Rebecca MacKinnon has another scary article in Foreign Policy: Containing Weapons of Mass Surveillance.
Naturally, just as I suspected, Obama's new edict sanctioning companies who sell software and technology to tyrants in Syria and Iran didn't sit well with her because "it's never enough".
My reply (regarding a company that was accused of selling equipment to the Syrians and not answering queries about it; they said that equipment they sold to Iraq found its way to Syria without their knowledge, then began phoning home, but they didn't know the origin -- they said it was against their will):
It's useful to read what Blue Coat actually said to the Wall Street Journal:
Blue Coat executives say they don't know how the devices got to Syria. The company says it alerted U.S. authorities in recent days to the "improper transfer" and is cooperating with government inquiries.
"We don't want our products to be used by the government of Syria or any other country embargoed by the United States," Steve Daheb, Blue Coat senior vice president, said, in the company's first detailed explanation of the matter. He said the company is "saddened by the human suffering and loss of human life" in Syria.
Rebecca MacKinnon really tendentiously portrays this story, implying without any basis we can see from her that Blue Coat did knew their equipment was going to get to Syria, and that certain persons in the company "had to know". How? What grounds is there for saying that, when it sounds like the company alerted authorities and is on the record saying they don't want their products there. Why not accept this is good faith?
I have no need to shill for Big IT (as some of your crowd do selectively) and no relationship to this company Blue Coat, I just see that the narrative is being "handled" here very misleadingly.
There's another open mystery: why doesn't Rebecca support Chris Smith's bill, the Global Online Freedom Act which would punish companies that sold equipment to dictators?
Indeed, Obama's executive order may have been designed to pre-empt Smith's bill in order to retain executive control over the *selection* of which countries and which corporations to pass or punish, to have freedom of foreign policy maneuvering.

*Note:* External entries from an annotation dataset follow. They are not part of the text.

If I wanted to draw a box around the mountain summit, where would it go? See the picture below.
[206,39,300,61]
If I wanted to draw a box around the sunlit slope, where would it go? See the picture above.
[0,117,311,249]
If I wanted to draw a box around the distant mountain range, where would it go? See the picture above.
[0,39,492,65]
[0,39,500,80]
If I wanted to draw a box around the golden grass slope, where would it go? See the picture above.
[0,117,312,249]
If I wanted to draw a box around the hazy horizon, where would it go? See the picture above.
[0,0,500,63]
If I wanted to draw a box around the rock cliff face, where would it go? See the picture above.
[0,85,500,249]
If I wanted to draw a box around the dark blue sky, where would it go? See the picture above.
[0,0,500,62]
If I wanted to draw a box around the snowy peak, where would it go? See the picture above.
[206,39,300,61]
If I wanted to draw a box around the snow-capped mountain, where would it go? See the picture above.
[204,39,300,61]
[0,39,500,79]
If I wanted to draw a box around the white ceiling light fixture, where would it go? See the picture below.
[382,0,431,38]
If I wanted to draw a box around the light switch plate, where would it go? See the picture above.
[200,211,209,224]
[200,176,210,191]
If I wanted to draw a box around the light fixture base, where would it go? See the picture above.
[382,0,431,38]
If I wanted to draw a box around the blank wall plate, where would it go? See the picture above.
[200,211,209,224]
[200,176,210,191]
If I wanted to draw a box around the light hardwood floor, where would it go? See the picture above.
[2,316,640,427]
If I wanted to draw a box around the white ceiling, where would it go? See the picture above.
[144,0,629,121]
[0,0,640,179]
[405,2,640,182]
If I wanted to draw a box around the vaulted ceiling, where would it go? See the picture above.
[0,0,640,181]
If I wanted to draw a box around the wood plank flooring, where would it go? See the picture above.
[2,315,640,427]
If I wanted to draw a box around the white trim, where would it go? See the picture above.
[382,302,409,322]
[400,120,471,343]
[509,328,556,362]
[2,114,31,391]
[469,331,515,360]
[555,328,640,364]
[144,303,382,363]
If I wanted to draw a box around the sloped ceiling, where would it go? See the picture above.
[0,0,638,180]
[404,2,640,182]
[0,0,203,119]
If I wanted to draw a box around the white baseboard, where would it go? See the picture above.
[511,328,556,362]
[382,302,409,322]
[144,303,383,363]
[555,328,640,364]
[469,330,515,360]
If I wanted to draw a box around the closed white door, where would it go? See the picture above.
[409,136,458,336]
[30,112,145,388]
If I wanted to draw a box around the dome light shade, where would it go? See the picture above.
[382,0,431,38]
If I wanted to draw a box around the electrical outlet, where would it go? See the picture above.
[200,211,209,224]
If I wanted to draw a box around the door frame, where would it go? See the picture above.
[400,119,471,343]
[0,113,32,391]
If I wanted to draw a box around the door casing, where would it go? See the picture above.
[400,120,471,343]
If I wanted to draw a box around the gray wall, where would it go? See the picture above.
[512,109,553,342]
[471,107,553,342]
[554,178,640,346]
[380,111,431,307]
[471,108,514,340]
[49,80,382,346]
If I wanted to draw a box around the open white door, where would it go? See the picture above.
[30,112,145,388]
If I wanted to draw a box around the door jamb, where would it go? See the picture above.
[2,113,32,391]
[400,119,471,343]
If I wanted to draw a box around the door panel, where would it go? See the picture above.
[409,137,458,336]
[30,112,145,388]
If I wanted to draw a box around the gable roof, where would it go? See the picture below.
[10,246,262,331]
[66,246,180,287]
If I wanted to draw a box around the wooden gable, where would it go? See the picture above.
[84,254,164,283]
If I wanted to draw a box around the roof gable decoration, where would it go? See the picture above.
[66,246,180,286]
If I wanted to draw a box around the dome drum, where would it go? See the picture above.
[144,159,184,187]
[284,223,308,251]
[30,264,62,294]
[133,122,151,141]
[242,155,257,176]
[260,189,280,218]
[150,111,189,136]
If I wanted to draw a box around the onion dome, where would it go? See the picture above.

Rebecca's reason for not supporting GOFA was really specious, claiming that unless it added all her pet domestic causes that she believes related to "Internet freedom," whether opposing SOPA or CISPA, it can't be supported. A very rigid sectarian approach to the job of gaining bipartisan and broad support for the real job of Internet freedom.
Oh, and as I keep saying, this is all a MIGHTY distraction from the real culprit with Syria, which is Russia and its $1 billion arms sales to the Syrians. MacKinnon never seems to have anything to say about that.